Re: [PATCH] Reuse Workers and Replication Slots during Logical Replication

Peter Smith Tue, 23 May 2023 20:00:02 -0700

Hi, and thanks for the patch! It is an interesting idea.

I have not yet fully read this thread, so below are only my first
impressions after looking at patch 0001. Sorry if some of these were
already discussed earlier.


TBH the patch "reuse-workers" logic seemed more complicated than I had
imagined it might be.

1.
IIUC with patch 0001, each/every tablesync worker (a.k.a. TSW) when it
finishes dealing with one table then goes looking to find if there is
some relation that it can process next. So now every TSW has a loop
where it will fight with every other available TSW over who will get
to process the next relation.

Somehow this seems all backwards to me. Isn't it strange for the TSW
to be the one deciding what relation it would deal with next?

IMO it seems more natural to simply return the finished TSW to some
kind of "pool" of available workers and the main Apply process can
just grab a TSW from that pool instead of launching a brand new one in
the existing function process_syncing_tables_for_apply(). Or, maybe
those "available" workers can be returned to a pool maintained within
the launcher.c code, which logicalrep_worker_launch() can draw from
instead of launching a whole new process?

(I need to read the earlier posts to see if these options were already
discussed and rejected)

~~

2.
AFAIK the thing that identifies a  tablesync worker is the fact that
only TSW will have a 'relid'.

But it feels very awkward to me to have a TSW marked as "available"
and yet that LogicalRepWorker must still have some OLD relid field
value lurking (otherwise it will forget that it is a "tablesync"
worker!).

IMO perhaps it is time now to introduce some enum 'type' to the
LogicalRepWorker. Then an "in_use" type=TSW would have a valid 'relid'
whereas an "available" type=TSW would have relid == InvalidOid.

~~

3.
Maybe I am mistaken, but it seems the benchmark results posted are
only using quite a small/default values for
"max_sync_workers_per_subscription", so I wondered how those results
are affected by increasing that GUC. I think having only very few
workers would cause more sequential processing, so conveniently the
effect of the patch avoiding re-launch might be seen in the best
possible light.
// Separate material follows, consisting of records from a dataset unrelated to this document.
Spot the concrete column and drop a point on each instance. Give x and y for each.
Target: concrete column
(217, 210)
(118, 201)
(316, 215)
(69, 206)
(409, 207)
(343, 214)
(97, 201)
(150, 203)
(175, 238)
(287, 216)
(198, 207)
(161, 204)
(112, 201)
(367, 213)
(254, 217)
OTOH, using more TSW in the first place might reduce
the overall tablesync time because the subscriber can do more work in
parallel.

So I'm not quite sure what the goal is here. E.g. if the user doesn't
care much about how long tablesync phase takes then there is maybe no
need for this patch at all. OTOH, I thought if a user does care about
the subscription startup time, won't those users be opting for a much
larger "max_sync_workers_per_subscription" in the first place?
Therefore shouldn't the benchmarking be using a larger number too?

======

Here are a few other random things noticed while looking at patch 0001:

1. Commit message

1a. typo /sequantially/sequentially/

1b. Saying "killed" and "killing" seemed a bit extreme and implies
somebody else is killing the process. But I think mostly tablesync is
just ending by a normal proc exit, so maybe reword this a bit.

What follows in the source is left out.